CM      The everyday is a resonant topic that contains many aspects that everybody can relate to, whether you are from São Paulo or elsewhere. But, of course, São Paulo has a rich everyday wilderness that was definitely very inspiring to us.

 

 

Three Curatorial Axes

But the everyday is at the same time a blurry term, which kind of addresses everything – from high to low culture, ugliness and beauty. What focus does it give for a debate about current architecture?

CM      We asked ourselves the same question. How can you define something that escapes definition? Therefore, we developed three curatorial axes: “Everyday Stories”, “Everyday Resources” and “Everyday Maintenance”.

VG      We tried to be very didactic in the description of each, exactly because the everyday is such an encompassing concept.

CM      “Everyday Stories” relates not only to the banal and the ordinary but to increasing stories about gender, race, violence, queerness which opens up the debate to a myriad of ways to describe the everyday and the role of architecture in the production of the everyday.

VG      The second axis “Everyday Resources” deals with basics elements like water- or food-supply. Though this might not be seen a topic for architecture in general, many architects start to work on this. There is a turn towards these basic needs and there are architectural projects trying to address and improve those issues. Governance is a topic, too: We want to show who owns the water, for example.

CMB   The third axis is called “Everyday Maintenance”, which is a topic architects don’t like much, as it speaks of what happens when we have left the building. But why does a building leak? And who cleans your building, your home?
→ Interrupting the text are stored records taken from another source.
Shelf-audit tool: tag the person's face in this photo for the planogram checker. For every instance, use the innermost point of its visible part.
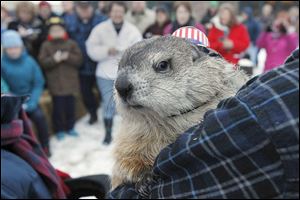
(25, 16)
(267, 10)
(85, 13)
(14, 52)
(182, 15)
(225, 17)
(68, 6)
(45, 12)
(117, 14)
(244, 16)
(101, 5)
(56, 32)
(138, 6)
(161, 17)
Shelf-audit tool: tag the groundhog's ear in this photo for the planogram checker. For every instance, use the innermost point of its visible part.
(196, 53)
(199, 51)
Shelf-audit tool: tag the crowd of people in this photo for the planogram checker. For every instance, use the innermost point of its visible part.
(76, 51)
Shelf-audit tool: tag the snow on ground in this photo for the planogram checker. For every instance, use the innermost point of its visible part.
(84, 155)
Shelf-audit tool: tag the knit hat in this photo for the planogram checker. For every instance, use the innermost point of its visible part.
(193, 34)
(11, 38)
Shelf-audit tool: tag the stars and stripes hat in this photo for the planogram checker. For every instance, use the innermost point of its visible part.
(193, 34)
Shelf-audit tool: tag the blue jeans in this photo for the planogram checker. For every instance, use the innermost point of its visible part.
(106, 88)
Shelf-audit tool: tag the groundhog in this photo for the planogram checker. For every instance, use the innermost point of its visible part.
(164, 87)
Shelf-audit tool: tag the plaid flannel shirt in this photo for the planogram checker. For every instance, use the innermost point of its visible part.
(246, 148)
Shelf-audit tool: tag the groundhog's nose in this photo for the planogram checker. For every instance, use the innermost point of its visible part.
(124, 87)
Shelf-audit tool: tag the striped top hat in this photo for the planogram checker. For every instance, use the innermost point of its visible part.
(193, 34)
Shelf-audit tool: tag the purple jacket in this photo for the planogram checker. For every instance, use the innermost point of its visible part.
(277, 48)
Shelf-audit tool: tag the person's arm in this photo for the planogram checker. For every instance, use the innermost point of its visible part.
(243, 149)
(37, 87)
(75, 56)
(96, 50)
(46, 59)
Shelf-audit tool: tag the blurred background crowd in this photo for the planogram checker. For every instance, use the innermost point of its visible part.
(64, 54)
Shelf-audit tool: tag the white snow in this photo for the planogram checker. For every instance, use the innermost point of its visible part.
(84, 155)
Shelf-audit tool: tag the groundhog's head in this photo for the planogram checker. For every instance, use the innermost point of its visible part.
(168, 77)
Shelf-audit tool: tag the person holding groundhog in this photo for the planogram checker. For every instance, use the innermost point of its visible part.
(61, 57)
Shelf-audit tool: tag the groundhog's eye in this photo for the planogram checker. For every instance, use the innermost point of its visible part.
(162, 66)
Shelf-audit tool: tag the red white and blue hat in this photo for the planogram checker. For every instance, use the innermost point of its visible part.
(193, 34)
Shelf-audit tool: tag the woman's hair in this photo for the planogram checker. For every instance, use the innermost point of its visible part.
(27, 6)
(119, 3)
(232, 11)
(186, 4)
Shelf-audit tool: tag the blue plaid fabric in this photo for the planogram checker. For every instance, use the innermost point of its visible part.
(246, 148)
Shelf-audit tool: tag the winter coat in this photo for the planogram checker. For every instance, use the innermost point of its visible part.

How do janitors reach certain bizarre edges?  It’s a topic that can be understand through scales of care: the body, the building, but also at larger scales, how and who maintains cities and their infrastructures.

CM      The topic of maintenance or bad maintenance has hit the news often lately: The collapse of the Morandi bridge in Genova was initiated by the breaking of the cables in the southern stays. The Grenfell-Tower fire in London was started by a malfunctioning fridge-freezer. It spread rapidly due to the building’s cladding.  And two years ago, a 24-storey high building in São Paulo downtown called Wilton Paes de Almeida, that was occupied by several families collapsed within a fire due to lack of maintenance. Also, Brazil’s National Museum in Rio de Janeiro burnt down last year and 90 percent of the collection was ruined– important pieces of art and rare indigenous artifacts were destroyed. It’s a growing problem in many countries. Notre-Dame is another prominent victim. Money for maintenance is cut everywhere.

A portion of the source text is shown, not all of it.